IBEW volunteers led by the Kitchener, Ontario, Local 804 retirees’ club spent 10 days at a Guatemalan orphanage, where retired and active journeymen and apprentices upgraded the home’s electrical systems while spouses aided staff. Above, Wendy Whittaker and Kathy Benninger help children get ready to water plants.

Hop on a cruise ship or fly to a resort, and you won't find anyone having a better time than the Canadian electricians who each paid $2,800 to spend 10 days working their hearts out at a Guatemalan orphanage.

IBEW Canada volunteers outside a Guatemalan orphanage, a trip led by the Local 804 retirees’ club. Volunteers, who included retirees, spouses, members and apprentices, paid their own way for 10 days of work upgrading the home’s electrical systems. Making the trip were Jerry and Terry Wilson, Neil and Wendy Whittaker, Joe and Kathy Benniger, Eric Hunter, Zobeyda Lopez, Jim McInnis, Larry Nuttall, Jim Speers, Ken Speers, Virginia Pohler (London, Ontario, Local 120), Kyran Godreau, Mikayla Franklin and Brady Dickie (apprentice millwright).
Neil Whittaker and Jim McInnis string triplex cable between new power poles on the hilly site.  

They strung heavy triplex cable across the hilly site, overhauled the electrical systems at a special-needs dormitory and an offsite community center, and made critical repairs across the main compound, where smiling little faces looked on with awe.

"They all have a sad story, but they're the happiest children you'll ever meet," said Jerry Wilson, president of the Kitchener, Ontario, Local 804 Retirees' Club, whose members and spouses made up the lion's share of the 16 travelers, along with a journeywoman, two IBEW apprentices and an apprentice millwright.

They arrived with 23 stuffed hockey bags, filled by the generosity of IBEW members and their larger community: piles of clothes, shoes, bedsheets, towels, blankets, toothbrushes and other essentials, along with a sleigh's worth of toys and board games that made for laughter-filled game nights with youngsters and staff.

Warmth and gratitude flowed in every direction throughout their stay, while Google Translate helped everyone get to know each other.

"We forged the deepest connections with everybody that we came in contact with, and you can't put a price tag on that," said Wilson's wife, Terry.

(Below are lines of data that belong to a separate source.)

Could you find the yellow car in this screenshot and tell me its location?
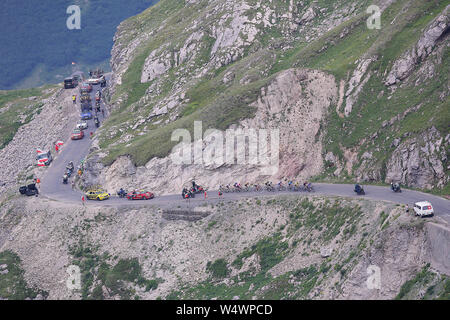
[86,190,110,201]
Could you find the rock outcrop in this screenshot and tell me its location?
[385,127,450,189]
[86,69,337,194]
[385,5,450,86]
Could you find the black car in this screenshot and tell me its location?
[19,183,39,196]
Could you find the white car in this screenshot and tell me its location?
[414,201,434,217]
[77,120,88,130]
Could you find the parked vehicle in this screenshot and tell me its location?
[81,101,92,112]
[70,129,84,140]
[181,188,195,199]
[77,120,89,130]
[117,188,127,198]
[100,76,106,88]
[353,184,366,195]
[80,110,92,120]
[414,201,434,218]
[85,189,111,201]
[127,190,155,200]
[80,82,92,93]
[19,183,39,196]
[391,182,402,192]
[80,92,92,102]
[36,151,53,167]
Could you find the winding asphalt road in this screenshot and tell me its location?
[41,77,450,223]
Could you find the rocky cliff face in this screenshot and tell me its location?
[85,69,337,193]
[84,0,449,193]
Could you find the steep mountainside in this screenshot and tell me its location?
[81,0,450,194]
[0,195,450,299]
[0,0,450,299]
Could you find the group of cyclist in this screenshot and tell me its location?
[219,180,314,193]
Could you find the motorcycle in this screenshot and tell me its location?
[391,183,402,192]
[117,189,127,198]
[181,190,195,199]
[353,184,366,195]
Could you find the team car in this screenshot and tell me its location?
[86,189,111,201]
[80,82,92,93]
[414,201,434,217]
[70,128,84,140]
[77,120,89,130]
[127,190,155,200]
[19,183,39,196]
[36,150,53,167]
[80,110,92,120]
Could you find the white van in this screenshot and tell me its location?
[414,201,434,217]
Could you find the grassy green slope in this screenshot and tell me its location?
[101,0,450,190]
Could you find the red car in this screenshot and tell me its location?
[127,190,155,200]
[70,129,84,140]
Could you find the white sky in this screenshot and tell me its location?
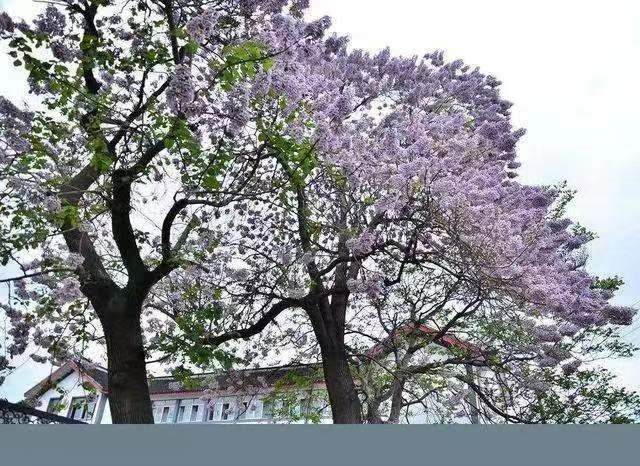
[0,0,640,399]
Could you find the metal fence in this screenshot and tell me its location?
[0,399,85,424]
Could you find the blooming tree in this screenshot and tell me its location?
[0,0,330,422]
[168,21,635,423]
[0,0,634,423]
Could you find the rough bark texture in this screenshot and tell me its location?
[103,296,154,424]
[320,343,362,424]
[308,303,362,424]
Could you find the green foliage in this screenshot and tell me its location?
[216,40,273,92]
[531,369,640,424]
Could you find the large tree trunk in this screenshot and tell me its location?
[320,343,362,424]
[102,302,153,424]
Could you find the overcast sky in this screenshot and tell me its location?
[0,0,640,399]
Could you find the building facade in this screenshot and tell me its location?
[25,360,331,424]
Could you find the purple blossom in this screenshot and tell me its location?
[0,11,15,34]
[33,5,67,37]
[166,65,195,114]
[51,41,75,62]
[186,9,220,44]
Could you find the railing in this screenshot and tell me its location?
[0,399,85,424]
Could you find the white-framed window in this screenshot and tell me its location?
[189,405,200,422]
[160,406,171,424]
[220,402,233,421]
[262,401,273,419]
[153,400,176,424]
[67,396,96,422]
[176,405,187,422]
[47,396,62,414]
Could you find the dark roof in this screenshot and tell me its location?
[149,364,322,394]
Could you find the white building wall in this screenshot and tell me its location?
[37,371,111,424]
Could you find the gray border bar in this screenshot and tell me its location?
[0,425,640,466]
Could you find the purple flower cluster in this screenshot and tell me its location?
[166,65,195,114]
[187,9,220,44]
[33,5,67,37]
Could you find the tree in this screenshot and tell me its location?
[0,0,330,423]
[179,38,635,423]
[1,0,635,423]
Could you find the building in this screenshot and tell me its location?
[25,359,331,424]
[25,324,481,424]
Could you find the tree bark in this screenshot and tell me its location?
[102,309,154,424]
[320,343,362,424]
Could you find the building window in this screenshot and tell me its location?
[222,403,231,421]
[238,401,253,419]
[176,406,187,422]
[68,396,96,421]
[160,406,171,424]
[47,397,62,413]
[262,401,273,419]
[189,405,199,422]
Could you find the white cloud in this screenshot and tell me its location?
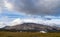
[10,18,60,26]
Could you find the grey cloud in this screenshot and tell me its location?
[6,0,60,15]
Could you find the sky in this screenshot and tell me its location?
[0,0,60,28]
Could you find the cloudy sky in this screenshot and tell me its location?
[0,0,60,28]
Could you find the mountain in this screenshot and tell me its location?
[3,23,60,31]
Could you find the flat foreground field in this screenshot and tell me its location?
[0,32,60,37]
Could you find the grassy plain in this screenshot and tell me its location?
[0,31,60,37]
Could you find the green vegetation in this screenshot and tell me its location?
[0,31,60,37]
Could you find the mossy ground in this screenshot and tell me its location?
[0,31,60,37]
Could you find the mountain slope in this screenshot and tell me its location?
[4,23,60,31]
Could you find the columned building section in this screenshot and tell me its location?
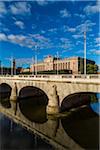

For the Wilsons and Wendy and Neil Whittaker — who served in the taxing role of foreman on a project with scarce materials and no blueprints — it was a return trip.

Four years ago, after learning from Friends of the Orphans Canada about the home's dire needs, nine electricians tackled a massive first round of rewiring and repairs. On both trips, spouses assisted teachers and staff, embracing playtime, reading, meals and crafts with the children.

The 2019 group came home so joyful, energized and eager for an encore that apprentice Mikayla Franklin was determined to join them next time — a journey they'd have made sooner if not for the pandemic.

Pairing with journeywoman Virginia Pohler, a member of neighboring London, Ontario, Local 120, Franklin's chief duty was at a center for children with disabilities.

"I didn't know what I was getting into until I was there," she said, describing "exposed wires in bathrooms, extension cords sketchily threaded together," and other shock and fire hazards.

Eliminating them brought instant gratification.

"It was so cool to be able to help them and see the immediate difference it made," Franklin said. "All these kids and even adults were walking by something so dangerous and not knowing it's so dangerous. And we got the opportunity to fix it so that nobody gets hurt."

Outside, their IBEW brothers navigated steep terrain — a 268-step stairway runs between the visitors center and church — to connect seven buildings with triplex cable. Thankfully, Whittaker said, the poles were already installed. Even so, it was daunting.

"All the work was done on ladders," he said. "In Canada, we'd be using bucket trucks."

Franklin was struck by the many contrasts to their highly regulated jobs at home, noting how much she learned from Pohler, an electrical inspector.

"It gave me perspective on how good we have it and why we have certain rules," said Franklin, now a journeywoman. "I think every apprentice could benefit from this kind of experience. It really opens your eyes to the world."

It was life-changing for the children, too, especially the girls, as Terry Wilson and Wendy Whittaker observed. While the 2019 volunteers were all men, this time the skills of two IBEW sisters were on display.

"The young girls were astounded to see Mikayla and Virginia wearing tool pouches, dressed in the garb of a trades worker," Wilson said. "It was something beyond their wildest imaginations that an occupation like that could be available to a female — that they could grow up to be more than a weaver or cook or other traditional roles for Latin American women.”